Many
people believe the terms “gender” and “sex” are identical, because in society
we typically identify our gender with our sex. However, sex is a completely
biological component of our bodies, our gender can be identified on a continuum
of traits and behaviors that define us as very masculine, very feminine, or
anywhere in between, but our gender identity doesn’t have to be directly
related to our sex.
If you were to take a look around
you when you are surrounded by multitude of diverse people, you may be able to
see how people fall on this gender identity continuum. Masculine people are
described as having short hair, being tough, dressing in pants, and typically
being athletically built. On the other hand, very feminine people are seen as
wearing pink, dresses and makeup, having their hair done and always keeping
themselves nicely groomed. These two descriptions are entirely different, but
sometimes people can fall into somewhere in the middle. As for me, I definitely
fall on the feminine side of the spectrum. I rarely go out into public without
having makeup on or doing my hair, I love dressing up for special occasions, I
have long hair, and I LOVE pink, monograms, and anything Lilly (yes, I’m basic,
sorry about it). But on the other hand, I played sports all throughout high
school, I love watching football, and you can usually catch me wearing tennis
shoes and running shorts on campus.
Before I could even walk, my parents
dressed me up in dresses and cute bows and my bedroom was decked out in pink
and flowers. But once I was old enough to pick out my own clothes and dress
myself, I chose to wear t-shirts and boy shorts to elementary school almost
every day; you could never catch me in a skirt or dress. It was never that I
questioned being a girl, I just decided I was more comfortable wearing those
clothes. The most important part was that my parents never stopped me from
dressing like this and wanting to play sports with the boys in the neighborhood.
Eventually, I grew out of this phase and now I embrace the idea and aspects of
“femininity”.
Even during this phase, none of my
peers or classmates really picked on me for dressing like I did. However, I can
only imagine the chaos that would occur if one of the boys in my classroom
decided to come to school in girls clothes everyday. I think, as a sex, men
definitely suffer the most for behaving like the opposite sex. Men are viewed
as more powerful, dominant, and stronger than women in society, so when we see
a man dressing or acting like a woman, it is almost as if he is degrading the
characteristics he was given to be successful in life.
No matter how we identify ourselves,
we are usually quick to judge someone who is the same sex as us, but does not
identify themselves as we do.
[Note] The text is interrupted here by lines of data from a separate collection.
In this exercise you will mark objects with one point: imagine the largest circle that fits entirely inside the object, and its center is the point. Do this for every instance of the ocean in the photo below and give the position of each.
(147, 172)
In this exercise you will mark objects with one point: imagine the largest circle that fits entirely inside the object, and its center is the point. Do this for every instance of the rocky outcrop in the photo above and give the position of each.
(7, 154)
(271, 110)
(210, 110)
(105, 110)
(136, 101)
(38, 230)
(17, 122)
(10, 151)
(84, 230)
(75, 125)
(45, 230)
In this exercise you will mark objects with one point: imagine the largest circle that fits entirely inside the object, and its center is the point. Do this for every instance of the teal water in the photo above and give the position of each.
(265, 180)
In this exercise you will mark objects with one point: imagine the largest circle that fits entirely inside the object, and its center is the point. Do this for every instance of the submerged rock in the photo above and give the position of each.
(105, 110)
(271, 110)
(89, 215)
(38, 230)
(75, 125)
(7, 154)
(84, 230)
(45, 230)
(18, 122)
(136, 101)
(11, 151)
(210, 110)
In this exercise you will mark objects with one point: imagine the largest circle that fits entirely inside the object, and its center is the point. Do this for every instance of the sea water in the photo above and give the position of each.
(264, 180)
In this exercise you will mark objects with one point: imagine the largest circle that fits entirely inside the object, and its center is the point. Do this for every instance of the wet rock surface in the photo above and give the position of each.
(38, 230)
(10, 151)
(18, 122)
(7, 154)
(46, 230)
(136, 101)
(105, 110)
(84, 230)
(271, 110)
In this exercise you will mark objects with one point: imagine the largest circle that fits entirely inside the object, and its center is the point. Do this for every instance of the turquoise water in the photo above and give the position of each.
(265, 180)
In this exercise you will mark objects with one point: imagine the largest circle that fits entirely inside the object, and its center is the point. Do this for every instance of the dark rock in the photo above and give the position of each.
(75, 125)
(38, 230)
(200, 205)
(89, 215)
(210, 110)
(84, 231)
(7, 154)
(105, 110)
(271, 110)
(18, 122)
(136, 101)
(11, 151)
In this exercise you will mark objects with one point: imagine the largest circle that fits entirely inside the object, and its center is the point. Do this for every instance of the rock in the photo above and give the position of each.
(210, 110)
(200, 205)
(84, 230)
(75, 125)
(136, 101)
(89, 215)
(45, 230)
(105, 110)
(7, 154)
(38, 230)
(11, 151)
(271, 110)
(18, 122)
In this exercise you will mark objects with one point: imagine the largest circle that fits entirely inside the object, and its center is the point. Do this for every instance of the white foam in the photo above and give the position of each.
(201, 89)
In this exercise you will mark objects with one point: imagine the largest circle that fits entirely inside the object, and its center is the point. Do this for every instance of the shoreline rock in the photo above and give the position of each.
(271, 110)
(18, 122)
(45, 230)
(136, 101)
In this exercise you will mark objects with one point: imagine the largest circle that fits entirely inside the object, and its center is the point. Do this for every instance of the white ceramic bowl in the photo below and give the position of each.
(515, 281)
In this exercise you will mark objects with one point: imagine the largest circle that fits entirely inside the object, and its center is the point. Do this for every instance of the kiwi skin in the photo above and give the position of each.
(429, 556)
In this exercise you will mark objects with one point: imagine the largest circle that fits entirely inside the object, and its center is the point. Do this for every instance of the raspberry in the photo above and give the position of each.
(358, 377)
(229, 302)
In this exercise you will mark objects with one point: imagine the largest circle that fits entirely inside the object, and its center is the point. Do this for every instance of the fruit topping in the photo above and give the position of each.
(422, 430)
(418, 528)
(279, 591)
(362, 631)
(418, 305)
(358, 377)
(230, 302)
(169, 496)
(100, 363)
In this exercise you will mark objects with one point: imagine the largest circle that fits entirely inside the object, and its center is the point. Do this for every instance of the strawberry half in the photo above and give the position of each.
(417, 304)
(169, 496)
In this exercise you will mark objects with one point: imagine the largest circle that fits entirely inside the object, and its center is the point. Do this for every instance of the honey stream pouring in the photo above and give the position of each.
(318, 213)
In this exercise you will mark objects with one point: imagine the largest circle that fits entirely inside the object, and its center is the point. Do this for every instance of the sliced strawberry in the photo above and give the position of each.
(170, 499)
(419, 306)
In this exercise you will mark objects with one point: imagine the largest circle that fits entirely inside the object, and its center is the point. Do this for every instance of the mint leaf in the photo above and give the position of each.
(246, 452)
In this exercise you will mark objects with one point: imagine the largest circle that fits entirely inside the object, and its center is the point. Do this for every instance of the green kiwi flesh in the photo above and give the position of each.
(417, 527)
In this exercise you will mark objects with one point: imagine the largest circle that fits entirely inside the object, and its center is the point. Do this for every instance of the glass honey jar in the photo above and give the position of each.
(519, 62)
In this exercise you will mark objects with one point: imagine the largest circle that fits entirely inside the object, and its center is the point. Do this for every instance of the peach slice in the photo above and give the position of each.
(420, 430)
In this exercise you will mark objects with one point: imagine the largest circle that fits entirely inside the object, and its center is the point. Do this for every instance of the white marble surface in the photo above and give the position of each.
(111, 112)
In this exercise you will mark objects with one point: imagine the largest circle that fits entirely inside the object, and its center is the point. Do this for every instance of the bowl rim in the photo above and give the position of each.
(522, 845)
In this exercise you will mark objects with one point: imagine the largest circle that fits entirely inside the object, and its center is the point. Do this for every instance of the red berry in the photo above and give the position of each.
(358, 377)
The girls I am friends with here at UNG dress and
act almost exactly like me, so when we see another girl who falls more on the
masculine end of the spectrum, it is a little puzzling. For example, my new
manager at work has a short boy cut, never wears make up, and is always wearing
jeans and a men’s shirt. When I first met her, I was confused and avoided her
because I wasn’t sure how to even talk to her; turns out, she’s one of the most
sensitive and caring women I’ve ever met.
Gender identity is an extremely
important aspect of our lives and how we interact with one another, and it can
be found throughout the world. According to Gender Spectrum Organization, “Gender
variance is a normal part of human expression, documented across cultures and
recorded history... Examples of individuals living comfortably
outside of typical male/female identities are found in every region of the
globe”. It is important to keep all
of this in mind while teaching in the classroom, because we will encounter a
variety of students who wish, and have the right, to identify themselves
however they are comfortable.
In the classroom, we will experience a diverse group of students, some of who might experiences problems with gender identity. It is our responsibility as teachers to provide them with the positivity and acceptance that they may not receive elsewhere. It is okay to be different, and it is imperative that we help our students believe that. I agree that it is more difficult for men to be accepted when they act like the opposite gender, which is why it is even more important that we are encouraging for all of our students.
ReplyDeleteI agree that our society is very qiuick to judge those who don't conform to our standards of male and female. Girls with short hair are considered butch and that's not necessarily the case. Men with long hair get weird looks but they aren't always girly. If this occurs at older ages, then at younger ages it could be worse. We have to teach kids that people come in all different ways and we have to accept them no matter what.